Schon frühmorgens stand er auf. Gustel, seine Frau in der anderen Hälfte des Doppelbettes hielt noch das Kopfkissen im Arm. Karl, ihr Mann abwesend, in der Küche. Schnitt mit dem Fleischmesser die trockenen Blätter in feine, kleine Streifen. Füllte den so gewonnenen Krüllschnitt in eine Blechdose. Spülte Brett und Messer gründlich im schäumendem Wasser mit der Wurzelbürste. Nach dem Frühstück sahen wir ihn genüsslich im Sessel sitzen. Dampfen wie eine Lokomotive. Hatten große Lust, einen Tabakwaren-Laden zu überfallen.

Schon beim Kommiss, viel und ebenso nichts sagendes Schlagwort für den Militärdienst, begann ich zu rauchen. Zigaretten. Sorten, die es damals gab. Erinnere „Eckstein No 5.“ Kleinste Packung mit drei Zigaretten für 50 Pfennige. Die meisten drehten ihr Rauchzeug selbst, soviel sie brauchten. Tabakbeutel, Zigarettendrehmaschine und Papier gehörten zur Grundausstattung jedes Soldaten. Mir aber schmeckte so etwas nicht. Ließ das Rauchen und schenkte die wöchentliche Ration meinem Unteroffizier. Hoffte auf bessere Behandlung.

Nach der Währungsreform, Jahre später, konnte ich mir echte Zigaretten leisten. Begann mit der mir bekannten „Eckstein No 5“. Vorsichtig, ein oder zwei am Tag. Dann musste ich in die Klinik, Abszess auf dem Kehlkopf. Erinnere, am Tag nach der Operation schlich ich mich in den Gartenhof der Krankenanstalt. Das grüne Klinikhemd am verschwitzten Leib, Zigarettenschachtel und Feuerzeug in der Hand. Die erste reizte mich zum Kotzen. Die dritte aber schmeckte wie immer. Gut.

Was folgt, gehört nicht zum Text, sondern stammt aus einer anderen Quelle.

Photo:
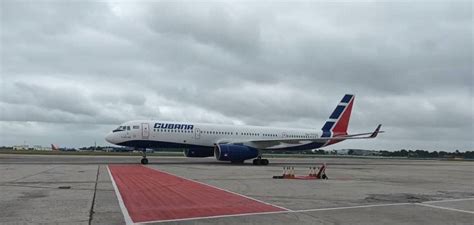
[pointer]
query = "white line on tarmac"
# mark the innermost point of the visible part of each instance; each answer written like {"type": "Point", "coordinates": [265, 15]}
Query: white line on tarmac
{"type": "Point", "coordinates": [241, 195]}
{"type": "Point", "coordinates": [319, 209]}
{"type": "Point", "coordinates": [450, 200]}
{"type": "Point", "coordinates": [126, 216]}
{"type": "Point", "coordinates": [351, 207]}
{"type": "Point", "coordinates": [214, 217]}
{"type": "Point", "coordinates": [445, 208]}
{"type": "Point", "coordinates": [278, 212]}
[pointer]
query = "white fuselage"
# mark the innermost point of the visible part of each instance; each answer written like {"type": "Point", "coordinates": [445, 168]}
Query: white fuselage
{"type": "Point", "coordinates": [172, 134]}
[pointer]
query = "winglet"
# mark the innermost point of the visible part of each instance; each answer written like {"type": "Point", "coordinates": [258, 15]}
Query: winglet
{"type": "Point", "coordinates": [376, 132]}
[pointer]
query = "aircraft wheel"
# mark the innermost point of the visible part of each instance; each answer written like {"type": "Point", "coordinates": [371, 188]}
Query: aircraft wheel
{"type": "Point", "coordinates": [257, 162]}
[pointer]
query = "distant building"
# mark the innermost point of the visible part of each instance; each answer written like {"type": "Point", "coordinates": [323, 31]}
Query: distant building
{"type": "Point", "coordinates": [21, 147]}
{"type": "Point", "coordinates": [41, 148]}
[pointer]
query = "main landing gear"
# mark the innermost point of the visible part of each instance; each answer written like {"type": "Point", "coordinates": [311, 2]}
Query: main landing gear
{"type": "Point", "coordinates": [260, 161]}
{"type": "Point", "coordinates": [144, 160]}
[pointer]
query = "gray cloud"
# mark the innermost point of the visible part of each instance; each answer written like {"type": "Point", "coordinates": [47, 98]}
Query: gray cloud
{"type": "Point", "coordinates": [78, 69]}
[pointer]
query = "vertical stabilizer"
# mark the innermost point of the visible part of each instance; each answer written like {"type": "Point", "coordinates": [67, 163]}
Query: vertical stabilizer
{"type": "Point", "coordinates": [338, 122]}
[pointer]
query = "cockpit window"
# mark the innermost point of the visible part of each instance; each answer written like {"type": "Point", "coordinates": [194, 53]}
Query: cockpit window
{"type": "Point", "coordinates": [121, 128]}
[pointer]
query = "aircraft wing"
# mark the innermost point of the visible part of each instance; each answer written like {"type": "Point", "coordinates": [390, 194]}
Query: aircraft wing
{"type": "Point", "coordinates": [283, 143]}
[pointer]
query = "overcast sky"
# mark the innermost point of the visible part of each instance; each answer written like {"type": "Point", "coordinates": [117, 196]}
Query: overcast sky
{"type": "Point", "coordinates": [71, 71]}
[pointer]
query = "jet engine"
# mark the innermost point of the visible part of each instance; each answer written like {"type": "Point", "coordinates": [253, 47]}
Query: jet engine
{"type": "Point", "coordinates": [234, 153]}
{"type": "Point", "coordinates": [198, 152]}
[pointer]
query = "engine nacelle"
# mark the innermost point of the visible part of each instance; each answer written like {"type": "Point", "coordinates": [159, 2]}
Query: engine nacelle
{"type": "Point", "coordinates": [198, 152]}
{"type": "Point", "coordinates": [234, 153]}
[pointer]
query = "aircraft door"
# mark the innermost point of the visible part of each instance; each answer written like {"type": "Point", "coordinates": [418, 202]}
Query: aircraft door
{"type": "Point", "coordinates": [197, 133]}
{"type": "Point", "coordinates": [145, 131]}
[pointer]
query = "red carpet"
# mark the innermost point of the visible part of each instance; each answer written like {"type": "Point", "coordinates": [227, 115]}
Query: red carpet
{"type": "Point", "coordinates": [151, 195]}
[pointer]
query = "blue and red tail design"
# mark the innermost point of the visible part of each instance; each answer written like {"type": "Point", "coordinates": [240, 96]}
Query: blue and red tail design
{"type": "Point", "coordinates": [338, 122]}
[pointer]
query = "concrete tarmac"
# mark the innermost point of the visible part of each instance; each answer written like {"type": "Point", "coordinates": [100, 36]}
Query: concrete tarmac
{"type": "Point", "coordinates": [78, 190]}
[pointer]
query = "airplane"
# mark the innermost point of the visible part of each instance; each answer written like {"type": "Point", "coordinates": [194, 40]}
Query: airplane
{"type": "Point", "coordinates": [235, 143]}
{"type": "Point", "coordinates": [54, 148]}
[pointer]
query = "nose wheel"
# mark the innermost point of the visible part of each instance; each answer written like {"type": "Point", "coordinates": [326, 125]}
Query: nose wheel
{"type": "Point", "coordinates": [259, 161]}
{"type": "Point", "coordinates": [144, 160]}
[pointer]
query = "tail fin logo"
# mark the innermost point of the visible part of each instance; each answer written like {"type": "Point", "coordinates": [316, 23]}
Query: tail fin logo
{"type": "Point", "coordinates": [338, 122]}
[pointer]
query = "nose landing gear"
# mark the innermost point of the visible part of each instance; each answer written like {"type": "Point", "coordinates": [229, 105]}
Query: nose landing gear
{"type": "Point", "coordinates": [260, 161]}
{"type": "Point", "coordinates": [144, 160]}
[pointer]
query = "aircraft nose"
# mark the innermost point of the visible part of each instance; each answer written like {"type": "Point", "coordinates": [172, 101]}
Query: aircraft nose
{"type": "Point", "coordinates": [109, 138]}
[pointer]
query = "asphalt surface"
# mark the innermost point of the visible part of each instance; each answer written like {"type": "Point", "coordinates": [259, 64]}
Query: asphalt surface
{"type": "Point", "coordinates": [79, 190]}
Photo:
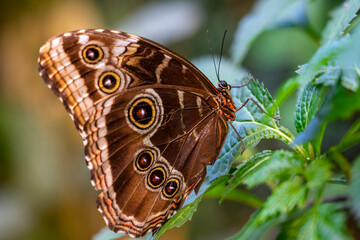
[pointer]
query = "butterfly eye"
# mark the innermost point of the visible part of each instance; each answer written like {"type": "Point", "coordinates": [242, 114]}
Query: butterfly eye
{"type": "Point", "coordinates": [156, 177]}
{"type": "Point", "coordinates": [171, 187]}
{"type": "Point", "coordinates": [92, 54]}
{"type": "Point", "coordinates": [142, 113]}
{"type": "Point", "coordinates": [144, 160]}
{"type": "Point", "coordinates": [109, 82]}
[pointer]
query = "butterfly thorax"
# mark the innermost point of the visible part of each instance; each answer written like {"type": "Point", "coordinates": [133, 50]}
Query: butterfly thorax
{"type": "Point", "coordinates": [227, 106]}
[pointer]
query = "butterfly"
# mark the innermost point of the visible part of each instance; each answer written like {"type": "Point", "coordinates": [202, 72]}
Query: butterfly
{"type": "Point", "coordinates": [150, 121]}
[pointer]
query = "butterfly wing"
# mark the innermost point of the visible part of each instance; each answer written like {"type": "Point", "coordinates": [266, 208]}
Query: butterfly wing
{"type": "Point", "coordinates": [149, 121]}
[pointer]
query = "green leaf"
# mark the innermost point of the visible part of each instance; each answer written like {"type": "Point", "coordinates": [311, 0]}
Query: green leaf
{"type": "Point", "coordinates": [284, 199]}
{"type": "Point", "coordinates": [106, 234]}
{"type": "Point", "coordinates": [320, 222]}
{"type": "Point", "coordinates": [286, 90]}
{"type": "Point", "coordinates": [307, 105]}
{"type": "Point", "coordinates": [280, 166]}
{"type": "Point", "coordinates": [251, 122]}
{"type": "Point", "coordinates": [337, 59]}
{"type": "Point", "coordinates": [341, 18]}
{"type": "Point", "coordinates": [351, 138]}
{"type": "Point", "coordinates": [355, 188]}
{"type": "Point", "coordinates": [243, 170]}
{"type": "Point", "coordinates": [236, 195]}
{"type": "Point", "coordinates": [253, 230]}
{"type": "Point", "coordinates": [317, 173]}
{"type": "Point", "coordinates": [339, 104]}
{"type": "Point", "coordinates": [186, 213]}
{"type": "Point", "coordinates": [259, 20]}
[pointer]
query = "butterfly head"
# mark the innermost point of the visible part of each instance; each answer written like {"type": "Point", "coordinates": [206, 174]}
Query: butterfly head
{"type": "Point", "coordinates": [228, 108]}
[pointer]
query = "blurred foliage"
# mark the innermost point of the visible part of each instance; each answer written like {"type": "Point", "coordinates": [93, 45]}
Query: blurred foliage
{"type": "Point", "coordinates": [44, 187]}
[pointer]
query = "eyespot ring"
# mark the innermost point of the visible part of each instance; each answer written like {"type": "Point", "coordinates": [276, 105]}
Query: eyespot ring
{"type": "Point", "coordinates": [92, 54]}
{"type": "Point", "coordinates": [144, 160]}
{"type": "Point", "coordinates": [156, 177]}
{"type": "Point", "coordinates": [109, 82]}
{"type": "Point", "coordinates": [142, 113]}
{"type": "Point", "coordinates": [171, 188]}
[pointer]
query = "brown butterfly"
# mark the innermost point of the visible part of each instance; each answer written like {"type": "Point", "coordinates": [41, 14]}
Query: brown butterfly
{"type": "Point", "coordinates": [150, 120]}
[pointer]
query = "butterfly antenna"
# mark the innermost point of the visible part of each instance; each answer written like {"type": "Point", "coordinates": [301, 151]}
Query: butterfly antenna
{"type": "Point", "coordinates": [221, 51]}
{"type": "Point", "coordinates": [212, 54]}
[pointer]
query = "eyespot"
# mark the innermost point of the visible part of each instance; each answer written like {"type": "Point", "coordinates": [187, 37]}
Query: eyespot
{"type": "Point", "coordinates": [144, 160]}
{"type": "Point", "coordinates": [156, 177]}
{"type": "Point", "coordinates": [109, 82]}
{"type": "Point", "coordinates": [142, 113]}
{"type": "Point", "coordinates": [171, 187]}
{"type": "Point", "coordinates": [223, 84]}
{"type": "Point", "coordinates": [92, 54]}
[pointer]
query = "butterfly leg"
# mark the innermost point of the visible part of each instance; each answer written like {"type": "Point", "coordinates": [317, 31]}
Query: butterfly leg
{"type": "Point", "coordinates": [250, 79]}
{"type": "Point", "coordinates": [247, 100]}
{"type": "Point", "coordinates": [242, 143]}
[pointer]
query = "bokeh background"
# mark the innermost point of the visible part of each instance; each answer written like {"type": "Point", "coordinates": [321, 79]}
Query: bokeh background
{"type": "Point", "coordinates": [45, 192]}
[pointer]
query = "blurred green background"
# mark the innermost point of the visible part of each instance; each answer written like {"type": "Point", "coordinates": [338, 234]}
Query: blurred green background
{"type": "Point", "coordinates": [45, 192]}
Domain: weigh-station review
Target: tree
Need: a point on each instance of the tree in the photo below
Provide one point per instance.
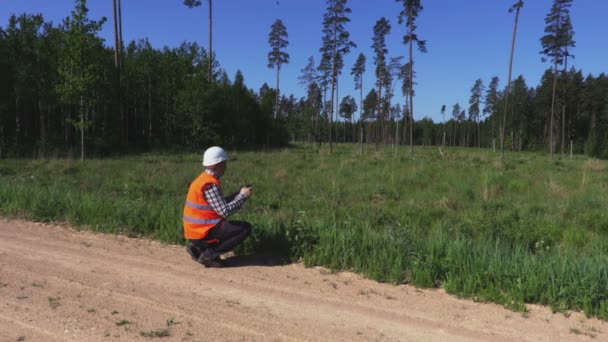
(357, 71)
(197, 3)
(308, 77)
(276, 57)
(456, 111)
(491, 105)
(79, 72)
(443, 114)
(474, 103)
(336, 43)
(516, 7)
(381, 29)
(556, 44)
(348, 106)
(411, 10)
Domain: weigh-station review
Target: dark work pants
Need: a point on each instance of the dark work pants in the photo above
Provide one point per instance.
(223, 238)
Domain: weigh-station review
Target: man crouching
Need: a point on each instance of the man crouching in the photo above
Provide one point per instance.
(206, 209)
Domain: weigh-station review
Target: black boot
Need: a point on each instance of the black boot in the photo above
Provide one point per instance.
(194, 252)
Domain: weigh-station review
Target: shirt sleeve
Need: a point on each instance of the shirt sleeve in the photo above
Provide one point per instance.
(215, 198)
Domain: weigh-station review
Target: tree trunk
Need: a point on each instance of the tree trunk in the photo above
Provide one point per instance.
(563, 129)
(210, 43)
(504, 118)
(552, 110)
(276, 110)
(150, 108)
(411, 85)
(81, 129)
(361, 139)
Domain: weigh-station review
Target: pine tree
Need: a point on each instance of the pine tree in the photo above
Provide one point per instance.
(516, 7)
(357, 71)
(410, 12)
(336, 43)
(197, 3)
(381, 29)
(277, 56)
(78, 71)
(474, 104)
(556, 44)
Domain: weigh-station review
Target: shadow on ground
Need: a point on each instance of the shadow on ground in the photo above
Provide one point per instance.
(256, 259)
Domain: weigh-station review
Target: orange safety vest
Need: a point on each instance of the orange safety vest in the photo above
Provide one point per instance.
(199, 217)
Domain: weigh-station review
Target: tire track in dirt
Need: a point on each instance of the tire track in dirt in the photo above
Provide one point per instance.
(63, 284)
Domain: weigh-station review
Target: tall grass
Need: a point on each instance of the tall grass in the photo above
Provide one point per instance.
(522, 230)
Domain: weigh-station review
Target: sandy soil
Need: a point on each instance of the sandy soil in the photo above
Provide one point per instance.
(57, 283)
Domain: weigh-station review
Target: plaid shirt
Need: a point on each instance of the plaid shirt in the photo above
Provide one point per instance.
(223, 206)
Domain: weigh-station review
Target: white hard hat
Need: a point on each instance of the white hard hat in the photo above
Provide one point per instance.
(214, 155)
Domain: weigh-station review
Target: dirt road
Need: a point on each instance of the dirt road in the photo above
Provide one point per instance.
(58, 283)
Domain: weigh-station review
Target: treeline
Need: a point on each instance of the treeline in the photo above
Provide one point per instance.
(60, 90)
(66, 93)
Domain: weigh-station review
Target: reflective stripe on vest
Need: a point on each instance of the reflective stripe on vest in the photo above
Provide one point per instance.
(198, 206)
(201, 221)
(199, 217)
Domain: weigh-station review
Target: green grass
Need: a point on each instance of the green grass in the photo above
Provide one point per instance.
(522, 230)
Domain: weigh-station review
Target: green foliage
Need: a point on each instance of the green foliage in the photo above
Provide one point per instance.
(522, 230)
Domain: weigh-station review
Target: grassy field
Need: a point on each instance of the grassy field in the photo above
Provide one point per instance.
(526, 230)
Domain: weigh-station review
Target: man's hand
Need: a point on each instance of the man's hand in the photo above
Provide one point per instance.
(246, 191)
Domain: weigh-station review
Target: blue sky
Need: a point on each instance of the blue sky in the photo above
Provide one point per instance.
(466, 39)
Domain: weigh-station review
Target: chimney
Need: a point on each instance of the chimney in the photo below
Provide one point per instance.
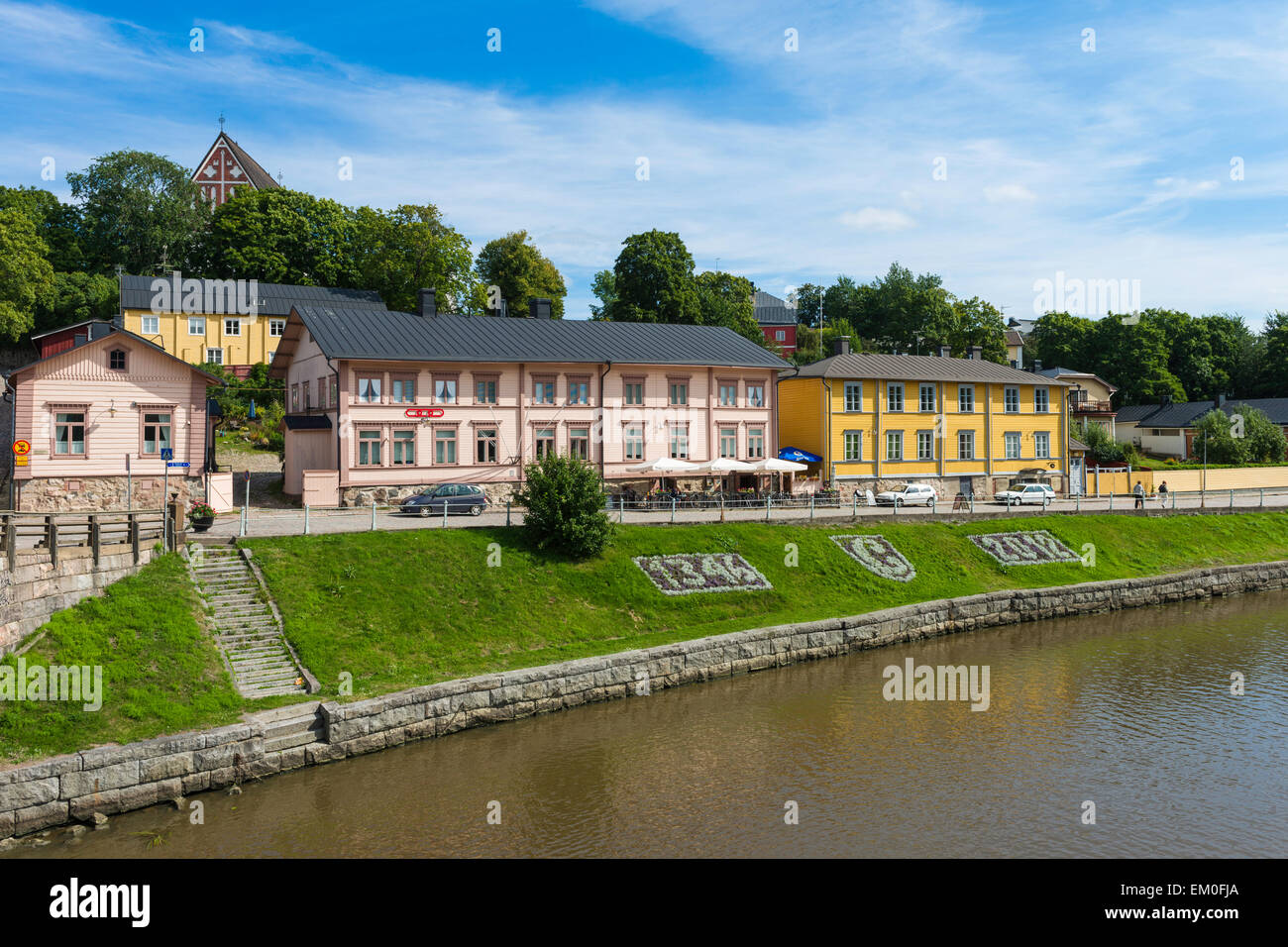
(425, 304)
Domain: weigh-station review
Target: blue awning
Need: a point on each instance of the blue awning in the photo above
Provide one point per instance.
(799, 455)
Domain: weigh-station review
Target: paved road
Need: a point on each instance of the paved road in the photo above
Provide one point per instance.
(277, 522)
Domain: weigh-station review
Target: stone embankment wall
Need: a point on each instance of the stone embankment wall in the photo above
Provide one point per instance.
(35, 587)
(117, 779)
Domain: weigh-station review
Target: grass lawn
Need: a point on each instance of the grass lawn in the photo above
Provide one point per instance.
(413, 607)
(161, 672)
(403, 608)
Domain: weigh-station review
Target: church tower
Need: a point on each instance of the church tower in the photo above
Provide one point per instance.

Später, Jahre später konnte ich ein grafisches Atelier übernehmen, machte daraus eine Werbe-Agentur. Das Einkommen stieg mit der Zahl der Kunden. Genug, sich die besten Zigaretten zu leisten: Kyriazi Orient. Die mit orientalischem Dekor auf der Packung und viel Gold. Dann Nil. In der blauen Schachtel. Blau wurde meine Lieblingsfarbe. Auf dem Schreibtisch signalisierte sie meinen Kunden: Hier ist alles Qualität. Rauchte die flachen Zigaretten aus dem silbern knisternden Innern der Schachtel selbstbewusst wie Sir Winston Churchill seine Zigarre. Zwischen zwei Fingern. „victory“.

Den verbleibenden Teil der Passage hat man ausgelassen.